1. Aphra Behn - History of the Nun - 6/10, I get a lot of enjoyment out of how ridiculous early prose stories can be.
2. Aphra Behn - The Fair Jilt - 7/10. This one is more ridiculous than the other, and thus better in my book.
3. Eliza Haywood - Love in Excess - 6/10. Not big on amatory fiction really, but this is one of the 3 best selling novels of the 18th century.
4. Charles Dickens - Oliver Twist - 9/10. Not really one of Dickens' best, but it's one of his funnier novels, and who can forget Fagin, Mr. Bumble, or Sikes.

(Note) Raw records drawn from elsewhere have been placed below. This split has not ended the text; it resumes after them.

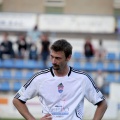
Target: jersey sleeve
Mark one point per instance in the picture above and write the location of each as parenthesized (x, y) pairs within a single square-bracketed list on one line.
[(92, 93), (29, 90)]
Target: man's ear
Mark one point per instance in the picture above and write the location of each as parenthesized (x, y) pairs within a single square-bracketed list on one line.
[(68, 58)]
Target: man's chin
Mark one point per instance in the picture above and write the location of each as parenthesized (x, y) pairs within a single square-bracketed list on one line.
[(55, 68)]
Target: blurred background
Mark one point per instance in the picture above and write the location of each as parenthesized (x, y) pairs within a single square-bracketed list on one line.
[(29, 27)]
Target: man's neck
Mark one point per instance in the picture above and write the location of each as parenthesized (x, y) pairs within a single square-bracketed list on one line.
[(62, 72)]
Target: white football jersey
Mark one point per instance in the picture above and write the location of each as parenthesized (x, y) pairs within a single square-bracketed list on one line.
[(62, 97)]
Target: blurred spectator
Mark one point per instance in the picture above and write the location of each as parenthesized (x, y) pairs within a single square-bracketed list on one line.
[(6, 47), (100, 80), (100, 52), (22, 46), (33, 52), (45, 43), (34, 34), (88, 49)]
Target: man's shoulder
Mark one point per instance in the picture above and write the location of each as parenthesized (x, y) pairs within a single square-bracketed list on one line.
[(43, 71)]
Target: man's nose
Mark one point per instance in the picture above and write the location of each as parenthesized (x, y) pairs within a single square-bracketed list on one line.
[(54, 61)]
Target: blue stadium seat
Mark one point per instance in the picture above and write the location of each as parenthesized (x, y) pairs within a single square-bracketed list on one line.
[(1, 65), (89, 66), (99, 66), (19, 64), (111, 56), (6, 74), (28, 75), (17, 86), (18, 75), (76, 65), (8, 63), (31, 64), (111, 67), (5, 86), (110, 78)]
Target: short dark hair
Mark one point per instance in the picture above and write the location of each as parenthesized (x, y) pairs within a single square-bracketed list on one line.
[(62, 45)]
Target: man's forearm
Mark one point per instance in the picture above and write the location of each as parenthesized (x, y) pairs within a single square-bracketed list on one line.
[(23, 110), (101, 108)]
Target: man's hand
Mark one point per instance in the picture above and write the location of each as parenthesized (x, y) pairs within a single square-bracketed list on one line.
[(47, 117)]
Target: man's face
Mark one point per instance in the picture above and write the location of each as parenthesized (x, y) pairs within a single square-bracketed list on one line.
[(58, 59)]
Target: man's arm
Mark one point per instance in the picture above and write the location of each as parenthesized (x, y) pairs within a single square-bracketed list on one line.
[(23, 110), (101, 108)]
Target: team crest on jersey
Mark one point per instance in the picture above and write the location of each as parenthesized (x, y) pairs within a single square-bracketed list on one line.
[(60, 88)]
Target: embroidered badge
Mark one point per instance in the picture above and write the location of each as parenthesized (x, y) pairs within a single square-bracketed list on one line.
[(60, 88)]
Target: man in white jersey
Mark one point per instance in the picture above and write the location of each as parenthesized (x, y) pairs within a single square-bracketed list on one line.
[(61, 89)]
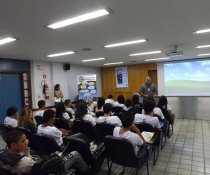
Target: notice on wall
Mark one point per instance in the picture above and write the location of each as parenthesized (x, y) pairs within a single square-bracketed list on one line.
[(86, 86), (121, 77)]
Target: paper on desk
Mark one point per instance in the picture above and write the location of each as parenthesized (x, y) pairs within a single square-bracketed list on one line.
[(147, 135)]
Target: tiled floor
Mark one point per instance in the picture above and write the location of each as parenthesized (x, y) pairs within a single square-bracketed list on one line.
[(187, 152)]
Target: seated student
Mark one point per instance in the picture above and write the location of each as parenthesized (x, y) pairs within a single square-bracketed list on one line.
[(148, 117), (26, 120), (48, 127), (120, 101), (82, 113), (110, 100), (100, 104), (128, 105), (108, 118), (18, 157), (135, 101), (62, 114), (124, 131), (156, 111), (41, 105), (68, 106), (11, 118), (163, 104)]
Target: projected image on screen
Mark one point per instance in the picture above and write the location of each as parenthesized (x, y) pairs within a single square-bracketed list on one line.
[(187, 78)]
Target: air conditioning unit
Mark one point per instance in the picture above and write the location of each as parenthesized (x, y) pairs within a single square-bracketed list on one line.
[(174, 52)]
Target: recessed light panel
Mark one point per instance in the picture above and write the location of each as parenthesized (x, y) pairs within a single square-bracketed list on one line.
[(78, 19), (6, 40), (61, 54), (94, 59), (145, 53), (125, 43)]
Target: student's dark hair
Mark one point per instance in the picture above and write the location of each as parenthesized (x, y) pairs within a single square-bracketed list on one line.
[(81, 109), (48, 114), (56, 87), (100, 102), (148, 105), (60, 108), (107, 108), (135, 99), (121, 99), (11, 111), (41, 103), (13, 137), (127, 119), (128, 102), (162, 102), (67, 101)]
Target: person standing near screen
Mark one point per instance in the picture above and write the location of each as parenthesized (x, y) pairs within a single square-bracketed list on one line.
[(58, 94), (148, 89)]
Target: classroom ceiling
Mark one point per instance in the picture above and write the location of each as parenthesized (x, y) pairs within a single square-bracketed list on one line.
[(163, 23)]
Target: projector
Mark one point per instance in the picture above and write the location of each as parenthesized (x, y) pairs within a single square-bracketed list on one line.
[(174, 52)]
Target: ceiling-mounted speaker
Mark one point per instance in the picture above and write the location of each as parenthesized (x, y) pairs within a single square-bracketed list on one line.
[(66, 66)]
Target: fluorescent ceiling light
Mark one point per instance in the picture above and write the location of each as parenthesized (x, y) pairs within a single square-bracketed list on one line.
[(204, 46), (78, 19), (95, 59), (61, 54), (202, 31), (145, 53), (157, 59), (6, 40), (204, 54), (125, 43), (113, 63)]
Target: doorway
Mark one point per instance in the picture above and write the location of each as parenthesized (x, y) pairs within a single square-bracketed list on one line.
[(10, 93)]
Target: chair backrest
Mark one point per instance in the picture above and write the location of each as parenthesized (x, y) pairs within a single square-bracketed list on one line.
[(30, 137), (120, 151), (39, 120), (7, 170), (61, 123), (137, 109), (146, 127), (79, 142), (46, 144), (99, 113), (4, 130), (104, 129), (84, 127), (116, 109)]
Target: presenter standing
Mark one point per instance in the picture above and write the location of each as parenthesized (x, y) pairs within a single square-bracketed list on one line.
[(148, 89), (58, 94)]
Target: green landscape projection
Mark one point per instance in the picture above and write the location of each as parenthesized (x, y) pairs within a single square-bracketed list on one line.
[(186, 86)]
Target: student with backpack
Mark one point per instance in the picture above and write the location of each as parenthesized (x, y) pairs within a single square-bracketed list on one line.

5. Lynn Breedlove - One Freak Show - 7/10, a transcription of lesbian/trans man musician and comic Lynn Breedlove's show One Freak Show, essentially a series of humorous anecdotes about her life and the status of trans people in the LGBT community in the United States. Some parts of it are not that great, but it's a short breezy read, so the bad parts are easy to overlook.
6. Richardson - Pamela - 5/10. This is a painful read but a very influential book, the first part is much better than the "how to be a good housewife" manual that forms the final part of the novel.

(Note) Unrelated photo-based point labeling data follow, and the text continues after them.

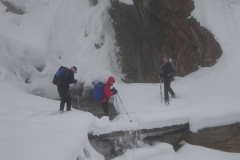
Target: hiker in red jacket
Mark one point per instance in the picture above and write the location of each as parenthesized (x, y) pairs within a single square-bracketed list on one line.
[(108, 93)]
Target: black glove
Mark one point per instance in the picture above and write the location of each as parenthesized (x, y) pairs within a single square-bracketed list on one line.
[(114, 91)]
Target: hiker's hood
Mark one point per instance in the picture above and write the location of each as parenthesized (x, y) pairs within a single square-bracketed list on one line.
[(109, 81)]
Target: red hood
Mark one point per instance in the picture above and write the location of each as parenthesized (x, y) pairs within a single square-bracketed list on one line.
[(109, 81)]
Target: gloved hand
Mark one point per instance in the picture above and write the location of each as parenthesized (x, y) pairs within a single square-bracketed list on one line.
[(114, 91)]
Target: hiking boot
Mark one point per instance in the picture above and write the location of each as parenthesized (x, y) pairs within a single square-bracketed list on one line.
[(167, 103), (60, 111)]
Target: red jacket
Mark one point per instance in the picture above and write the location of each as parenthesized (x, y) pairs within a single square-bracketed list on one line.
[(107, 90)]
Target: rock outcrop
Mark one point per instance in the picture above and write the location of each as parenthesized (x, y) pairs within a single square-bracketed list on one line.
[(151, 28)]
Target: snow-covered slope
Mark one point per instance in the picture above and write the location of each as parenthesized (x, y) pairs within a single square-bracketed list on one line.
[(53, 33), (59, 32)]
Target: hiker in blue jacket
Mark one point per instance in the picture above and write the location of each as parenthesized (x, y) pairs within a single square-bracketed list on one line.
[(65, 80)]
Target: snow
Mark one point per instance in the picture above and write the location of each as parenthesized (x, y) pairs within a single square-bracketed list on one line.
[(165, 151), (52, 33)]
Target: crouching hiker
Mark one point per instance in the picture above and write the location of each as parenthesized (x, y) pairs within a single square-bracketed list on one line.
[(167, 77), (102, 92)]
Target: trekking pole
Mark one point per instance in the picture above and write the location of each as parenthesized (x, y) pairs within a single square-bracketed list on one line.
[(124, 108), (160, 89), (78, 103)]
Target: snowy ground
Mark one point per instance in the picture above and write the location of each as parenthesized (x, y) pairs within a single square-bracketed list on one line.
[(30, 125)]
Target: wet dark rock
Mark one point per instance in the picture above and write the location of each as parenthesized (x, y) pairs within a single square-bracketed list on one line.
[(151, 28)]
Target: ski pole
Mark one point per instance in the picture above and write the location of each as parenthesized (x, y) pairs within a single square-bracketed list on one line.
[(124, 108), (78, 103), (160, 88)]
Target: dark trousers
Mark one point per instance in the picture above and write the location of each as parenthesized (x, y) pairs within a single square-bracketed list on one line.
[(65, 98), (105, 107), (167, 88)]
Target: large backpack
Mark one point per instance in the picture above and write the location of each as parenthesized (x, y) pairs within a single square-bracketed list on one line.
[(98, 91), (174, 67), (59, 74)]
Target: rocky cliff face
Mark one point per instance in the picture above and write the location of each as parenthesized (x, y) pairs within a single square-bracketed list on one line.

7. Arthur Conan Doyle - Sign of Four - 8/10. Campy, fun Sherlocke Holmes novel that is terribly racist in parts.
8. Jane Austen - Northanger Abbey - 9/10. Probably Austen's funniest novel, we all know a girl like Isabella Thorpe.

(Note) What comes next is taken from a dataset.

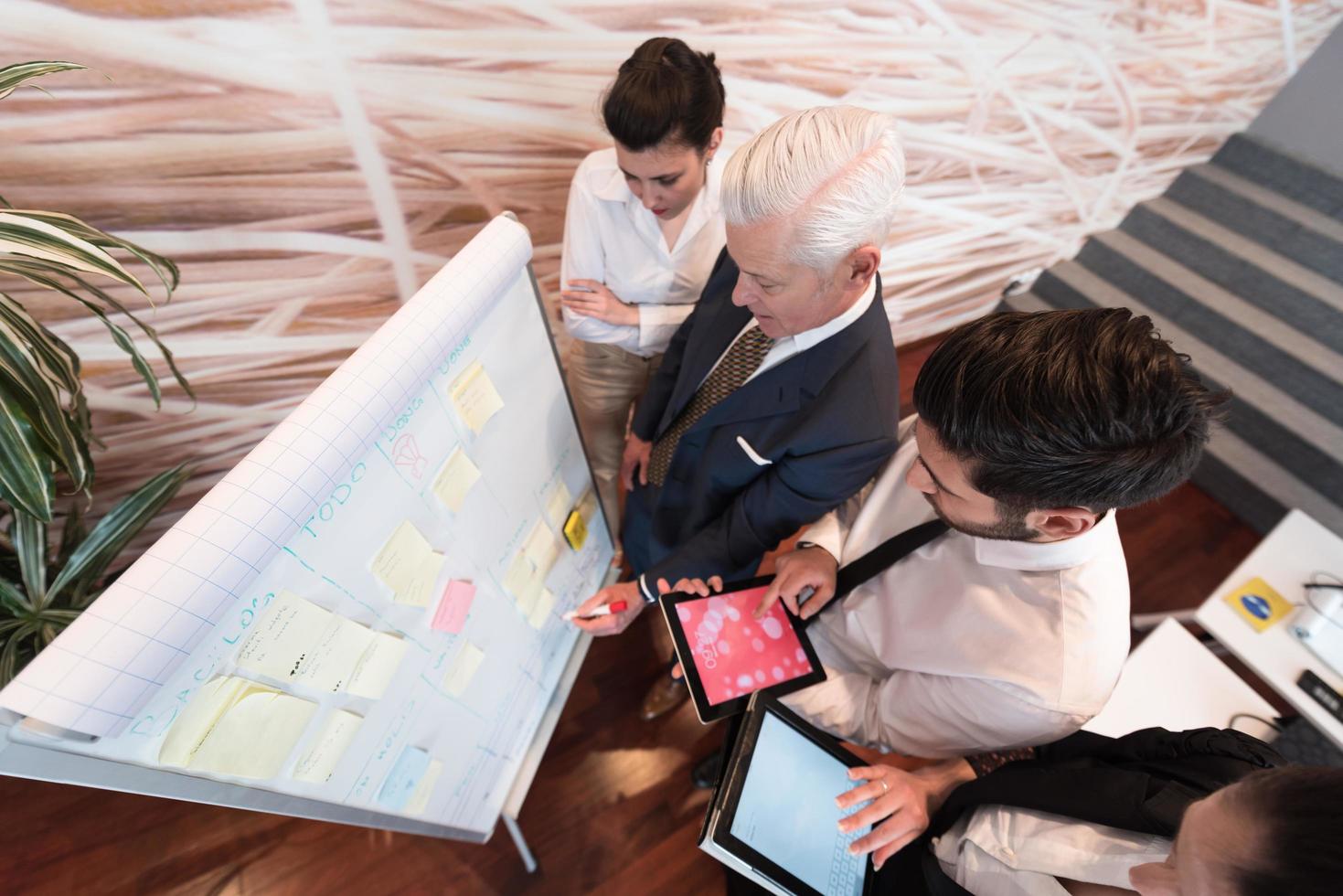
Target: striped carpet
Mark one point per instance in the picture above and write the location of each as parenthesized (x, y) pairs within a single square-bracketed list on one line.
[(1240, 263)]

9. Robert Louis Stevenson - Dr. Jekyll and Mr. Hyde - 9/10. This is a re-read, but it's always a fun light read.
10. Craig Thomson - Habibi - 8.5/10. Wonderful graphic novel, but a bit long in parts. I particularly like the tongue and cheek retelling of the Noah's arc story. I don't think it's as powerful a comment on how people relate to religion as Blankets, maybe because of the lack of personal depth that Thomson's earlier work had.
11. Henry Fielding - Joseph Andrews and Shamela - 7/10. A fun read. To get the most out of Shamela you have to read Pamela first.
12. Daniel Defoe - Journal of the Plague Year - 5/10. I thought I had included this since I read it in January, but oh well. It's an OK read, a lot of it is terribly boring reprinting of death statistics and Defoe's meandering philosophizing on the best way to handle a plague, but it is occasionally spiced up with Defoe's clever little "slice of life" stories. Defoe's Rebecca is a much better novel, I read it last year and it was a lot of fun.
13. Horace Walpole - The Castle of Otronto - 6/10. Bizarre novel that opens with someone being mysteriously crushed by a giant helmet that appears out of nowhere.